The NCAA is a voluntary association comprised of institutions that agree to abide by specific guidelines as a condition of membership. This includes the condition to conduct their athletic programs in a manner consistent with NCAA regulations. One of the key benefits of membership is a share of the NCAA’s net operating revenues.
CONFERENCES AND INSTITUTIONS
The NCAA utilizes the institutional control model of governance. That is, the conferences (comprised of individual institutions) and the institutions themselves have day-to-day control over their own affairs. Thus, each conference has its own policies in place to enforce the regulations of the conference and the NCAA.

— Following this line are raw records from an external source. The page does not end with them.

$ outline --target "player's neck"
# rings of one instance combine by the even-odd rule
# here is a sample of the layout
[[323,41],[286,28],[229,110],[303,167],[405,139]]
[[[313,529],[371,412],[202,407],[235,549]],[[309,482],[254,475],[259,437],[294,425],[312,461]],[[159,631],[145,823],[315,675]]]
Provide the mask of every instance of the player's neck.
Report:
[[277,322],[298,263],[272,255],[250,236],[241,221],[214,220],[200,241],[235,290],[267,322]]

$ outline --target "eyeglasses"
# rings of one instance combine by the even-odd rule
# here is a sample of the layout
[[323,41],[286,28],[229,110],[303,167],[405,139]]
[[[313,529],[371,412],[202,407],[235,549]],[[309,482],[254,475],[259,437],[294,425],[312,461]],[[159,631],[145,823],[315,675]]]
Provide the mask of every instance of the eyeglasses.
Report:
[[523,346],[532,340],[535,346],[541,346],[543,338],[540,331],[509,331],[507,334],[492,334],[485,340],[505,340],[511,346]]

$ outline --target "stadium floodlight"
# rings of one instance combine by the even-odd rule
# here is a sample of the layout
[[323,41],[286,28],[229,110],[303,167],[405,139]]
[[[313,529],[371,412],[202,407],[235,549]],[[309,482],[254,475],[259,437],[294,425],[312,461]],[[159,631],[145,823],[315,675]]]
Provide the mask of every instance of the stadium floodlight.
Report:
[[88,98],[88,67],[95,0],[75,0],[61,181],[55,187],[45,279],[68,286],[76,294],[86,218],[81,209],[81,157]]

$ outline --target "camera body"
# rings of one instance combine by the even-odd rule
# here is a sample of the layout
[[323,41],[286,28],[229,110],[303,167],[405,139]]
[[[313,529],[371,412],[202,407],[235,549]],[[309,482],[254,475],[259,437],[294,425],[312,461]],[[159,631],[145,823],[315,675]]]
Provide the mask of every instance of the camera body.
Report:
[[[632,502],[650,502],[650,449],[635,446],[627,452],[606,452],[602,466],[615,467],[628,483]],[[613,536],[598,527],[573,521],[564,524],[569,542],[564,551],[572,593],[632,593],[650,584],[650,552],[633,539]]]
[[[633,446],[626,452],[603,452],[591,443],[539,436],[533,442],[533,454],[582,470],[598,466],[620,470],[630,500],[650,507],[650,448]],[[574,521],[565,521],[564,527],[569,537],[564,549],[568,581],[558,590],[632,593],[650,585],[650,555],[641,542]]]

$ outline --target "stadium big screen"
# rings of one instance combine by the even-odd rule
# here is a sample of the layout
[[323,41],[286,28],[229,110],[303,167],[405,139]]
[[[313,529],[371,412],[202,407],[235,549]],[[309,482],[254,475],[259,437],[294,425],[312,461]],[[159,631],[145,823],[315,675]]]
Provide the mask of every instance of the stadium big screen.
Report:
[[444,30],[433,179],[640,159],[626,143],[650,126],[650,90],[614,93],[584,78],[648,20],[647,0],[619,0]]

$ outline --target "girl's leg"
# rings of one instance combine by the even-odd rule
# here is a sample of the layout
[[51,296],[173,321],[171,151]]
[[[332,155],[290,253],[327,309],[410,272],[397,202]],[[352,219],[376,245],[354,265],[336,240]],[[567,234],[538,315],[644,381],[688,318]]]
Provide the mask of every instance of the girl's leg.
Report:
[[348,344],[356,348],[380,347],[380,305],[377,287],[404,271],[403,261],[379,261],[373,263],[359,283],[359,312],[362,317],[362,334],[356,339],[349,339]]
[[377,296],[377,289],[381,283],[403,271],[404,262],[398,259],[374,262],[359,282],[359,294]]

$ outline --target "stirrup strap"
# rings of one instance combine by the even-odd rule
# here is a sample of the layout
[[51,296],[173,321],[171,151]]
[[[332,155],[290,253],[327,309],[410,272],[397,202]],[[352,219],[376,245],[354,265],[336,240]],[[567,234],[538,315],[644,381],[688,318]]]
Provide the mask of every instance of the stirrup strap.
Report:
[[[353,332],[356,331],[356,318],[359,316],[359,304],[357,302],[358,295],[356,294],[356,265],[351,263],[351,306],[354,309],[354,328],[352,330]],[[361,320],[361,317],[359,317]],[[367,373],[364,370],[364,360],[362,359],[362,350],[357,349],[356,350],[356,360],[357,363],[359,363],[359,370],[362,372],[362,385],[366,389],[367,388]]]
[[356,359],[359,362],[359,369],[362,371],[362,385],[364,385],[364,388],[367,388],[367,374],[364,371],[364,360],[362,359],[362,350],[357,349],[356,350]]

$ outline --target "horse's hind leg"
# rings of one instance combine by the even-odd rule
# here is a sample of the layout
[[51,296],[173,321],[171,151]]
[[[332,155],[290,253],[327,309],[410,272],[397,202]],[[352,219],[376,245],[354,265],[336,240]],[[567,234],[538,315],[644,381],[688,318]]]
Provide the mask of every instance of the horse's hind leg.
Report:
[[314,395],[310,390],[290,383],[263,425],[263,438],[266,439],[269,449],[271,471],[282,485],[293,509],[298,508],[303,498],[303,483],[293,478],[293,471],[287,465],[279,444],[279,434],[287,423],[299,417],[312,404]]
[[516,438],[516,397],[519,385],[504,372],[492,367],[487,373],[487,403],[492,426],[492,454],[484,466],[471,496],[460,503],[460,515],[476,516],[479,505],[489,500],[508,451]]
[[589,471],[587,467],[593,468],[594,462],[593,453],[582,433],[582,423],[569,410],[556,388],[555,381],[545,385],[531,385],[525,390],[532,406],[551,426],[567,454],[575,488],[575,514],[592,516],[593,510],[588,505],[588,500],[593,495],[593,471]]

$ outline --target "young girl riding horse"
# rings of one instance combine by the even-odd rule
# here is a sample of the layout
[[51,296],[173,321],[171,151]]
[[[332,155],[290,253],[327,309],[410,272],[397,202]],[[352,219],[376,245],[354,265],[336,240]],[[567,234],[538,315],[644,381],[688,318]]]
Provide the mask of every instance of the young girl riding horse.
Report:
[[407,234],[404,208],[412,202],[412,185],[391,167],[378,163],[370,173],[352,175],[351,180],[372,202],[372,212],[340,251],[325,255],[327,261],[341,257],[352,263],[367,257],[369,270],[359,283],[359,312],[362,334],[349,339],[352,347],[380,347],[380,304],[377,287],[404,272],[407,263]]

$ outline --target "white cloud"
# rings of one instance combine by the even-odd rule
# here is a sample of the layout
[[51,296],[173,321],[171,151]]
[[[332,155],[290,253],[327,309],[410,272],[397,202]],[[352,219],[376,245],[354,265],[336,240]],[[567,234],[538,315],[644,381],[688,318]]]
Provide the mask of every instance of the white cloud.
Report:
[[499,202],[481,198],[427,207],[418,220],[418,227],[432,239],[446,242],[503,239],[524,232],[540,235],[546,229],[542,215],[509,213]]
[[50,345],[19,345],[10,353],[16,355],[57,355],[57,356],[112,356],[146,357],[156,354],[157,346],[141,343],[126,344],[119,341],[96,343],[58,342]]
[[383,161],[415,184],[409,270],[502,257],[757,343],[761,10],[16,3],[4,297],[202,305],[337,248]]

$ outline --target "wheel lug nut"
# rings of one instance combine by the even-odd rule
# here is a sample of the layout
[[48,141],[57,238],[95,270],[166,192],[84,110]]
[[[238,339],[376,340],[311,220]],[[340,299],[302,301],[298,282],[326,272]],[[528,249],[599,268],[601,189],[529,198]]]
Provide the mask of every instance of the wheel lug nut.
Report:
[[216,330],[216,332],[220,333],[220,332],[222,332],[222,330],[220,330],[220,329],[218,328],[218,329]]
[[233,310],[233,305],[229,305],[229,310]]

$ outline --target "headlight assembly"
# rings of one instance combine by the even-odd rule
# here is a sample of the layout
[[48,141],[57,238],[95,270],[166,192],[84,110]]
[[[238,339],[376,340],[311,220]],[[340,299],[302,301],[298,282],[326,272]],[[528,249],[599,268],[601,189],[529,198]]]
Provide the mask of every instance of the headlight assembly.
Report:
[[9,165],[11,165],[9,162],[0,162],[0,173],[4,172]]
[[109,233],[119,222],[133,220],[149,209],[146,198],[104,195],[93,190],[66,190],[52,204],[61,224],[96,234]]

Upon discovering potential violations of NCAA regulations, an institution may conduct a self-investigation or request that the conference investigate. The commissioner of the conference has jurisdiction over both self and conference investigations and determines whether the matter should be presented before a conference committee for appropriate disposition. The conference committee, following a hearing on the matter, recommends appropriate disciplinary and/or remedial action from a list of NCAA sanctioned penalties (i.e., public reprimand, probation, loss of scholarships, etc.).
According to the NCAA’s 2002-03 proposed budget, total-operating revenues will top $400,000,000. From total operating revenues, the NCAA pays it’s operational expenses and expenses associated with its championships. As a result of the NCAA’s status as a not-for-profit unincorporated association, a vast majority of revenue remaining must be distributed to its member institutions. As Division I schools compete in the events that generate a great majority of the NCAA’s revenue, Division I schools will receive 70% of remaining revenues. Division II and Division III schools combined will receive 7%. It is also important to note, that distribution of revenues to Division I conferences is predicated upon the conference’s performance in the annual NCAA Basketball Tournament. For example, for fiscal years 1995-96 through 2001-02 the Big East Conference received Basketball Fund allocations totaling $39,937,177. Conversely, over the same period, Academic Enhancement Fund allocations totaled only $4,650,000. Thus, conferences, and by extension their institutions, reap huge financial rewards for athletic success while receiving meager subsidies for academics.
The NCAA budget is funded entirely through revenues generated by its athletic events, and therefore, it is clear that adequate funding must be allocated or reinvested in sports in order to perpetuate the NCAA’s existence. However, as illustrated by the figures in this article, the disparity between academic-related and sports-related allocations is so great that it has logically bred a culture where fundamental intercollegiate academic ideals take a back seat to winning, sometimes at all costs.